Archive for October, 2006

Merging multiple contexts in Core Data

Last time I was working on Wombat, I was trying to get its Core Data multi-threading use correct. Namely, I stopped sharing one context (NSManagedObjectContext) between all threads, and created a new context for each thread. This meant I didn’t have to lock the context each time it was touched, which resulted in better performance. I thought that it would be simple as that. Core Data would take care of the merging of the multiple contexts, and all would be good.

I was close, but it’s not quite that simple.

The first problem I ran into was the possibility of two different clients, each on its own on thread and thus context, posting the same message. Since contexts aren’t saved until a client disconnects, that would work for the first client who quit, but the second one would run into trouble. It would most likely succeed in its save, assuming it had no merge conflicts, but it would compromise the data integrity of the data store. That is, I shouldn’t have the same post in the database twice. That’s bad.

Now the NNTP protocol specifies that each post should have a unique ID, called a Message-ID. Its simply a blackbox string that is supposed to be globally unique. Typically it is a time stamp concatenated with the local host name, and enclosed in angle brackets (<>). Some NNTP clients attempt to generate the Message-ID themselves, but most are smart and allow the server to generate one on their behalf. That means that the odds of receiving duplicate messages from clients are pretty much nil, although the situation still has to be considered.

It’s far more likely that two peer servers connect to Wombat, and offer it the same message that was posted elsewhere on the network. This is still somewhat unlikely, because direct peers should be somewhat rare, and thus the likelihood of them connecting at the same time would be low.

I bring up the rarity of the these events for a reason. If these collisions were frequent it means I should probably go back and consider locking down and updating the contexts more often. That way I always know what messages I have and which ones I don’t. i.e. I should make sure I do preventative maintenance. The downside of preventative is obvious: its slower because I have to bottleneck all threads and update the data store. However, since the message collision events are (theoretically) rare, then I can just assume the thread’s current context is up-to-date. Then, when the thread goes to merge any changes to the context into the data store, it can handle any conflicts then.
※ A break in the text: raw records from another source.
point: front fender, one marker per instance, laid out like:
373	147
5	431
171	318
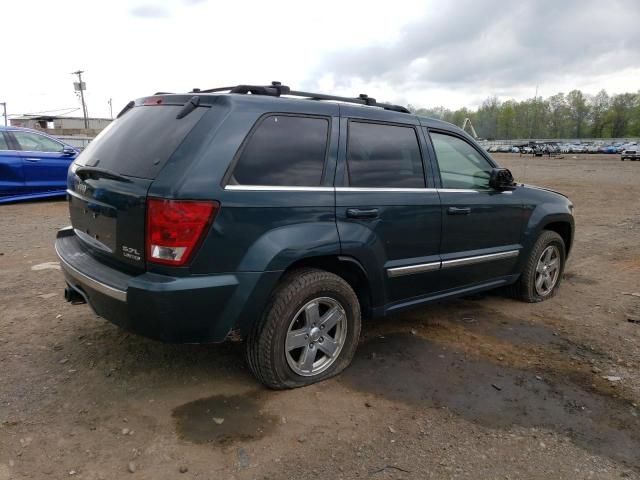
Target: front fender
540	218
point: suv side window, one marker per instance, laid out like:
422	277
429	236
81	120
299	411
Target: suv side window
33	142
461	166
384	156
284	150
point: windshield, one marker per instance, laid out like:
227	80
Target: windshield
140	142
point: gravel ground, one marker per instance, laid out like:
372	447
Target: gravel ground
481	387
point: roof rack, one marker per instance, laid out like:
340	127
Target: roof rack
276	89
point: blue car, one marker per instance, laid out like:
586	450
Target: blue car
32	165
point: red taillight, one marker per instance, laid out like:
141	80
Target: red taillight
175	228
153	101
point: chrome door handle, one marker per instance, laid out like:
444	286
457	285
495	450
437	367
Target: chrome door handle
459	210
362	213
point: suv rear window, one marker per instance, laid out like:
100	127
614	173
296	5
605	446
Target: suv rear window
284	150
384	156
139	143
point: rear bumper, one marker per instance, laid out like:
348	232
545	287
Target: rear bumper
194	309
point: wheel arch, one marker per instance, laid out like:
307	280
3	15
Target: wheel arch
347	268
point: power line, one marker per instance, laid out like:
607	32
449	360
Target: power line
66	110
81	87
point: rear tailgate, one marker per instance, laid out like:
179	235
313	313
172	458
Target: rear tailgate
109	181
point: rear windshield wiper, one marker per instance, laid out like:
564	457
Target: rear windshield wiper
95	172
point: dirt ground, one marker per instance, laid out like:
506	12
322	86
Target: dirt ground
481	387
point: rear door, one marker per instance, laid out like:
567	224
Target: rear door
481	227
44	161
109	181
388	212
11	175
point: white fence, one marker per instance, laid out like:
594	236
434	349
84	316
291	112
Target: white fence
75	140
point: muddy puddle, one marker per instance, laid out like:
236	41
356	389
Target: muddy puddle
411	369
222	419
Before this point, Wombat never made use of any of Core Data’s validation methods. That’s because everything was serialized through one context and I manually validated the incoming data before I inserted it into the context. For example, before I inserted a message I searched for any messages in the context with the same Message-ID. If I found one, I simply didn’t insert the new message, thus maintaining the integrity of the data store.

Now I needed to be able to catch any duplicates when I went to save the context to the data store. My first thought was: “wouldn’t it be great if Core Data modeling allowed me to specify an attribute as unique?” It would be, but alas, Core Data doesn’t allow it. If I could specify an attribute as being globally unique then I wouldn’t have to write any validation methods, but just let Core Data catch them for me. I also wonder if SQLite would be able to do anything with an attribute if it knew it was unique. For example, create an index on it so searching was quicker.
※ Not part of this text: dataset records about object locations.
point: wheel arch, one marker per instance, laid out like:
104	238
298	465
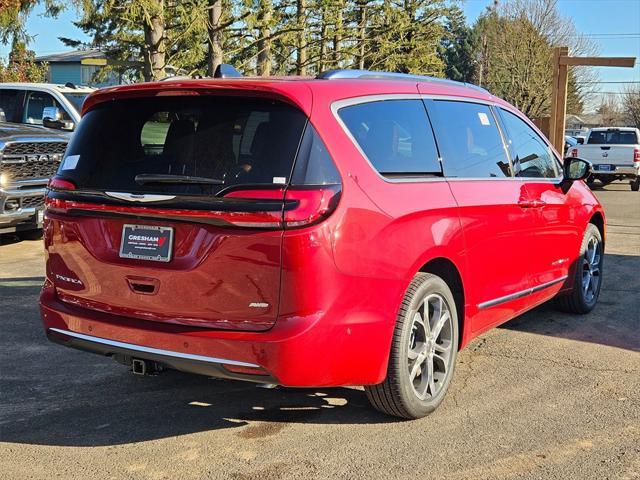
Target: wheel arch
598	220
449	272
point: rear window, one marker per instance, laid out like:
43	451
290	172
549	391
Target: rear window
613	137
230	141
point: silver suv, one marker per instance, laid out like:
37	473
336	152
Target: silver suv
29	157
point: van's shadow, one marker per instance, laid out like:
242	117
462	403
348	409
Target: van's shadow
57	396
615	321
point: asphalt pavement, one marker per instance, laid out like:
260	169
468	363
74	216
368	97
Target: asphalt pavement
547	395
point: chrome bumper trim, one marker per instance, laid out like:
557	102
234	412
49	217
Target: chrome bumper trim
18	215
152	351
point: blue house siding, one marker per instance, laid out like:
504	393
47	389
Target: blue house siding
65	72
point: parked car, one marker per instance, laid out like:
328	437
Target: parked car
26	103
614	153
29	157
354	229
569	142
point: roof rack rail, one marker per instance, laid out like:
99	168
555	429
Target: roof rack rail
367	74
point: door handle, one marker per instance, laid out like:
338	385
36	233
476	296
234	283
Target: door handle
530	203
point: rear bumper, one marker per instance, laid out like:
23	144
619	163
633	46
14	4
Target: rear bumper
624	170
198	364
314	350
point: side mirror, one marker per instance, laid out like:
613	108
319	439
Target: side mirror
576	168
52	118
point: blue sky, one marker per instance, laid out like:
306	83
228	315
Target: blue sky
614	25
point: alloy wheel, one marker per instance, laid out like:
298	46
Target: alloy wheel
430	346
591	269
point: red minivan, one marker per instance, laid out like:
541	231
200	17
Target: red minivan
357	228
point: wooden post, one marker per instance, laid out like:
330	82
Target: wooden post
554	96
561	62
561	99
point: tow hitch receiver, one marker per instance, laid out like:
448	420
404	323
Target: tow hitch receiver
144	367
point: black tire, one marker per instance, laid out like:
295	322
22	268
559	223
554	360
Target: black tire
579	300
398	394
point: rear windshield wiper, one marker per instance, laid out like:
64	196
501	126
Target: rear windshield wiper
144	178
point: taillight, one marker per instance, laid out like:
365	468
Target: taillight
313	204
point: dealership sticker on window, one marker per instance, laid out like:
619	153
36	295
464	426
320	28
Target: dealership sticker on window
70	162
483	118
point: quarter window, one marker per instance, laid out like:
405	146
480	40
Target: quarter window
36	102
9	103
395	135
469	140
532	157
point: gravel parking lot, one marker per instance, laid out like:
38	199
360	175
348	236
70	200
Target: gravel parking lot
547	395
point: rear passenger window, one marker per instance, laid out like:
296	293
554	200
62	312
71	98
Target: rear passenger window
469	140
395	135
532	157
9	103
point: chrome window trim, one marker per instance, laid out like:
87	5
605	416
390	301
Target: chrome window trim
520	294
348	102
155	351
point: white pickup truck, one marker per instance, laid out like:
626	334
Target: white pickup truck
614	153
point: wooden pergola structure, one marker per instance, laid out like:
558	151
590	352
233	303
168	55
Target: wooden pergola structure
561	63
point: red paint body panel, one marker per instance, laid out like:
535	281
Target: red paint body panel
334	288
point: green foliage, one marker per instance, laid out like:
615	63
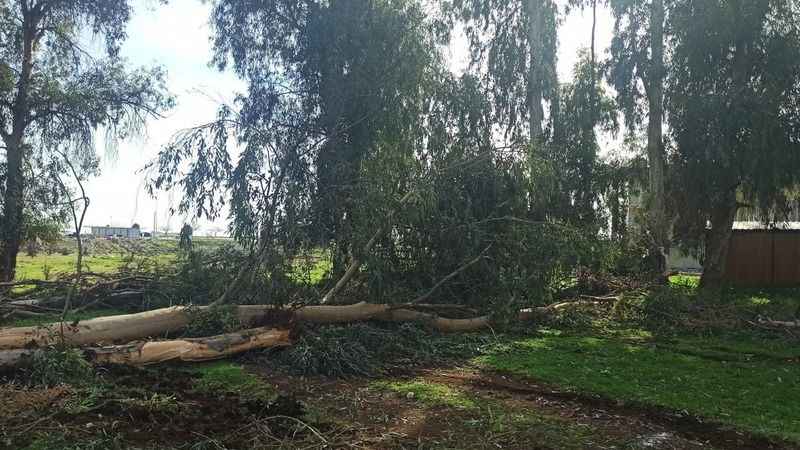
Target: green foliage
756	394
735	142
225	377
185	239
368	350
52	366
429	393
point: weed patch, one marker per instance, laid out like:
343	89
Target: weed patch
432	394
759	395
226	377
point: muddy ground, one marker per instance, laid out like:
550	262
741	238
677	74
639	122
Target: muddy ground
435	407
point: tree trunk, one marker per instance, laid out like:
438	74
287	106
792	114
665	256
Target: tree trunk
196	349
535	68
129	327
11	226
718	242
13	201
659	228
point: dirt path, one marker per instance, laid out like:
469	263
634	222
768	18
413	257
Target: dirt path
527	415
435	408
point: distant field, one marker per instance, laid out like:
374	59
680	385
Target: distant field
102	255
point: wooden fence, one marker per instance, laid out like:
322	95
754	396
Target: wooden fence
764	258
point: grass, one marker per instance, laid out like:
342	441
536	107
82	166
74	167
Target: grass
227	377
477	421
71	317
716	379
432	394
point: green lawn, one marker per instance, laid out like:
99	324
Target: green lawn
741	381
45	266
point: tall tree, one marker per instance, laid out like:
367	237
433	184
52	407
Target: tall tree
54	93
734	92
638	73
329	123
509	38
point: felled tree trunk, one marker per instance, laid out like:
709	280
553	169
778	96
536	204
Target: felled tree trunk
197	349
129	327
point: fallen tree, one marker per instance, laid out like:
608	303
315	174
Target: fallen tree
160	322
152	352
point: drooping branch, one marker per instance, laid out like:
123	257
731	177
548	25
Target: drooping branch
355	265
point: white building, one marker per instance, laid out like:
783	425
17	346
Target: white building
122	232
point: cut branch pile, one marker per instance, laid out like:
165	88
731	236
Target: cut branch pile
125	330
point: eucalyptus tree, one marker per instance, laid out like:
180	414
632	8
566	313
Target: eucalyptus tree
734	94
514	43
570	186
637	72
326	131
54	93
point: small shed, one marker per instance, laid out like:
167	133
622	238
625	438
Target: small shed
764	256
107	231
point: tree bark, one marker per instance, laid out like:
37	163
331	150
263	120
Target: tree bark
13	201
718	242
659	228
153	352
535	10
129	327
11	226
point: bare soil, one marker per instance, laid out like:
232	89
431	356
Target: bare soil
162	409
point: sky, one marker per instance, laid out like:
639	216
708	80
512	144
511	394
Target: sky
176	37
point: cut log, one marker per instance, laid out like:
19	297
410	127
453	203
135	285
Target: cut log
153	352
197	349
130	327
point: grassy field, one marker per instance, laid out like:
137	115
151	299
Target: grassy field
739	380
601	383
103	256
Anyway, dreams aside, I needed to write a validation method. The first thing I thought of was the validation method generated by Xcode for each attribute. The one of the form:

- (BOOL)validate: (id *)valueRef error:(NSError **)outError;

where is the name of the attribute. The problem with this is that Message-ID never changes, and I actually only want to validate when a new message is inserted into the data store. After searching around the documentation some more, I discovered:

- (BOOL) validateForInsert:(NSError **)error;

It’s a pretty easy to use method, and it only gets called on an inserted object. I simply added code at this point to check for more than one message with the same Message-ID. If I found more than one, I returned NO and put an error in the out parameter. The error parameter is passed back to the call to [NSManagedObjectContext save:&error], so I can do useful things like stuff the offending object into the error and the person who called save will get it.

Now I’d like to take an intermission to rant a bit. The error mechanism here is ghetto at best. If you’ll notice the out error parameter only points to one error, as does the error parameter in save. So what happens if you have more than one error, because, say, you have six messages that are duplicates? You curl up in a corner and cry, that’s what. Then you have to use some convoluted logic to pretend the API was designed to support multiple errors.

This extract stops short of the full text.